Very nice blog, if you wan’t , i can elaborate on the last three, lol. But nice entry :)
This is a very nice blog Rachel. If more people like you dedicate themselves to jazz like this, then we’ve got nothing to worry about, and thank you for putting my friends and I in your blog.
Very nice post. It’s good to see an interest in jazz. I was at the jazz festival and got to hear your band. You guys had a really nice sound and played well together. Congratulations on the finish.
I recorded much of the latter set, which included Newbury Park, Westlake, West Ranch, and all but one song from CSULB’s set. It’s up on YouTube, just search for Newbury Park Jazz Festival and you will find a playlist with 19 songs.

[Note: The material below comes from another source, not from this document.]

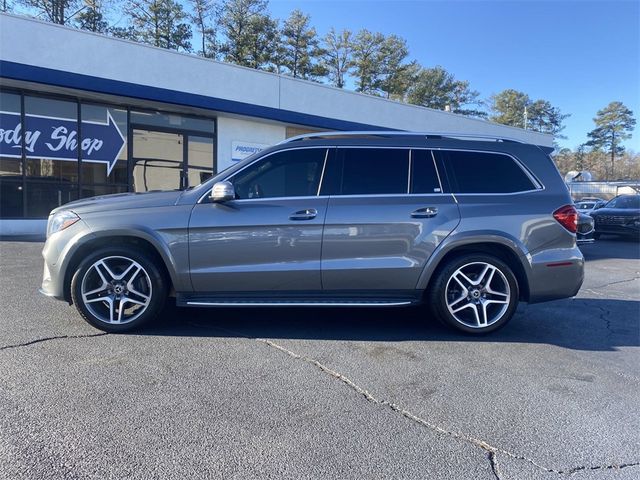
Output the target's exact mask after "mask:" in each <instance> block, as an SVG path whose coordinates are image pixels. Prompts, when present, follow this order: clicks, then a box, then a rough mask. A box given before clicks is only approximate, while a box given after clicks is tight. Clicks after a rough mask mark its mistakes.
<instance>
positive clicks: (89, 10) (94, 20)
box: [75, 0, 109, 33]
mask: <svg viewBox="0 0 640 480" xmlns="http://www.w3.org/2000/svg"><path fill="white" fill-rule="evenodd" d="M84 3H85V8H84V10H82V11H81V12H80V13H79V14H78V15H77V16H76V18H75V23H76V25H77V26H78V27H79V28H81V29H82V30H89V31H90V32H96V33H106V32H107V31H108V30H109V24H108V23H107V21H106V20H105V15H104V2H103V1H102V0H84Z"/></svg>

I was kinda hoping you would respond Rachel, I check this every couple of days, to see if you’ve been on… I wan’t to hear from you. You amazingly gifted, and more-than well endowed musical prodigy. Haha. Hope to hear from, and see you soon.
I’m so grateful to see responses from you guys! It was nice meeting you, Carlos & Sean. I’m relieved to see that some students are just as interested in jazz as I am — keep in touch. :)
As for the delayed response, I’m pointing my finger at my AP review books, haha.